Start with outcomes, not capabilities
'Does the supplier have ISO 9001?' is a capability question and tells you almost nothing. 'What was their on-time delivery rate to their three largest US customers in the last 12 months?' is an outcome question and tells you almost everything.
Outcome questions also produce data AI can actually compare across vendors — capability questions produce marketing copy.
Weighting: pick five dimensions, not fifteen
Across 1,400+ RFx events on our platform, the highest-quality awards used 5-dimension scorecards.
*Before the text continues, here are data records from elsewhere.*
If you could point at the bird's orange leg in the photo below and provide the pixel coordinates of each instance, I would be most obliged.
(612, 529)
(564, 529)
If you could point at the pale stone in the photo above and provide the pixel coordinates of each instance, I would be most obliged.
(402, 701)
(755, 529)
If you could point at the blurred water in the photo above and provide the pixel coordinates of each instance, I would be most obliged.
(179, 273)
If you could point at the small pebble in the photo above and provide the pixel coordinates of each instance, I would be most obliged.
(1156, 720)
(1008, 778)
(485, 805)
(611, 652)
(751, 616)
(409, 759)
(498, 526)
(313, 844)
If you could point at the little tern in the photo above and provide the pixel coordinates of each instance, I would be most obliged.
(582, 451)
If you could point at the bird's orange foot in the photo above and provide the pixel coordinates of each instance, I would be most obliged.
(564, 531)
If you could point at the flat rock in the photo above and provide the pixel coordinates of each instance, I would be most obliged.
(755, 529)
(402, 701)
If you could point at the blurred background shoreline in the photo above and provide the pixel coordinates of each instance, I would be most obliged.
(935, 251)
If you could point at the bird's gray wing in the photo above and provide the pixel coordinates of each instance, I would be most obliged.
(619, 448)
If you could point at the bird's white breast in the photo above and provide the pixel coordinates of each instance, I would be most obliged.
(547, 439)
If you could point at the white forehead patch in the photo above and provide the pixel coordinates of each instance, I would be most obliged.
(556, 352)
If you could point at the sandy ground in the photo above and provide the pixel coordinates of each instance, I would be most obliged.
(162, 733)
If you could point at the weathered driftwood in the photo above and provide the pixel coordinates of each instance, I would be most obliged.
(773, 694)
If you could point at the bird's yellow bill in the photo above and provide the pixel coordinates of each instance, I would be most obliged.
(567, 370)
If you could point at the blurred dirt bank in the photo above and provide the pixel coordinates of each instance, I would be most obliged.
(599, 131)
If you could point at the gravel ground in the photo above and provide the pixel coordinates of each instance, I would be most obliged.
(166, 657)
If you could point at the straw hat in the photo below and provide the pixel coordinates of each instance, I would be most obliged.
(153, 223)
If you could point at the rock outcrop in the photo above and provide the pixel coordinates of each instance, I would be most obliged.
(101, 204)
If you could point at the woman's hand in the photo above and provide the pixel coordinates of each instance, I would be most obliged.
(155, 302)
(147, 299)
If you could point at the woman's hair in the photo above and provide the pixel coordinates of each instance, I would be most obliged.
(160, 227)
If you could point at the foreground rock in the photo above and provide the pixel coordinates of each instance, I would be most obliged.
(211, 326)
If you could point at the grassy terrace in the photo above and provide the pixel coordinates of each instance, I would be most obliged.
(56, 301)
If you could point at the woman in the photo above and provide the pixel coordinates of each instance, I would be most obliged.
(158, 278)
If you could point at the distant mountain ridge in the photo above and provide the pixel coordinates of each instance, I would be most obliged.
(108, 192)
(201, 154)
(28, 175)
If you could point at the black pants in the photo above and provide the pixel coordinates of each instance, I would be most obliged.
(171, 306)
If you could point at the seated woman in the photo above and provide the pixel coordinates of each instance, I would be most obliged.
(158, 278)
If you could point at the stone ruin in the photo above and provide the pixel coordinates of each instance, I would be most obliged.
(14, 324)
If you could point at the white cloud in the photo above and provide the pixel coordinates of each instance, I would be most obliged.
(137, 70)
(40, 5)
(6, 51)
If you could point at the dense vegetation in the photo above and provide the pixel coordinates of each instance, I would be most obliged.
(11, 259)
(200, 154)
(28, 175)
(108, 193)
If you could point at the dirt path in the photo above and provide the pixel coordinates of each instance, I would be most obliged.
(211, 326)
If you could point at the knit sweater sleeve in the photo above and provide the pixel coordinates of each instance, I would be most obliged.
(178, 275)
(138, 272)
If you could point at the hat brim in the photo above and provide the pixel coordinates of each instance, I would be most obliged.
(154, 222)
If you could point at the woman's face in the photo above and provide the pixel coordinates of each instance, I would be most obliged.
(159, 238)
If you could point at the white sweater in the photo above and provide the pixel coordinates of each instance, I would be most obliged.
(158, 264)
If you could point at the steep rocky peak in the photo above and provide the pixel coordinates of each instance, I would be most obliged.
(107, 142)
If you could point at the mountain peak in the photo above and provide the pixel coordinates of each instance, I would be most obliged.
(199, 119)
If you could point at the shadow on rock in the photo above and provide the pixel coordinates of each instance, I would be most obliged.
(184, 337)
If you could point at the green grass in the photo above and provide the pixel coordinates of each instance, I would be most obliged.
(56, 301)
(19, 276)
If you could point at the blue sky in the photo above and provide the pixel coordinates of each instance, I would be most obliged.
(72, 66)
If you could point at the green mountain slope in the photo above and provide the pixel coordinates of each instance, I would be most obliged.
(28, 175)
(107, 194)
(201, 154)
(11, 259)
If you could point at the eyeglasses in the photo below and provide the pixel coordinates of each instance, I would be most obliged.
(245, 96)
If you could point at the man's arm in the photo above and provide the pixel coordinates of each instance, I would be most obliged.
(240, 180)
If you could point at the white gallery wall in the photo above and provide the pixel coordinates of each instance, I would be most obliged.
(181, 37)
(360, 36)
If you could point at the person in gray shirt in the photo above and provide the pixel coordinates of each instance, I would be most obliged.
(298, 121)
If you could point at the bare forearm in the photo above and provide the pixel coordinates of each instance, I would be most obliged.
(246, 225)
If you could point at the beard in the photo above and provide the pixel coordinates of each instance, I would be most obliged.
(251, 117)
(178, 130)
Anything more dilutes the signal.
- Price (25–35%) — total landed cost in USD, not list price
- Delivery performance (20%) — outcome metric with evidence
- Quality (20%) — defect rate per 1,000 units or equivalent
- Financial stability (15%) — D&B or equivalent
- Strategic fit (10–20%) — references and continuity risk
Where AI helps
AI is genuinely good at: extracting structured fields from supplier responses, flagging contradictions across answers, summarizing 80-page proposals into evidence packs, and surfacing missing or vague answers for follow-up.
Where AI quietly hurts
AI is bad at — and you should never let it own — final scoring, weighting decisions, qualitative cultural fit, and red-flag judgment calls. Keep humans in those seats. Treat AI scores as inputs to the conversation, never outputs of it.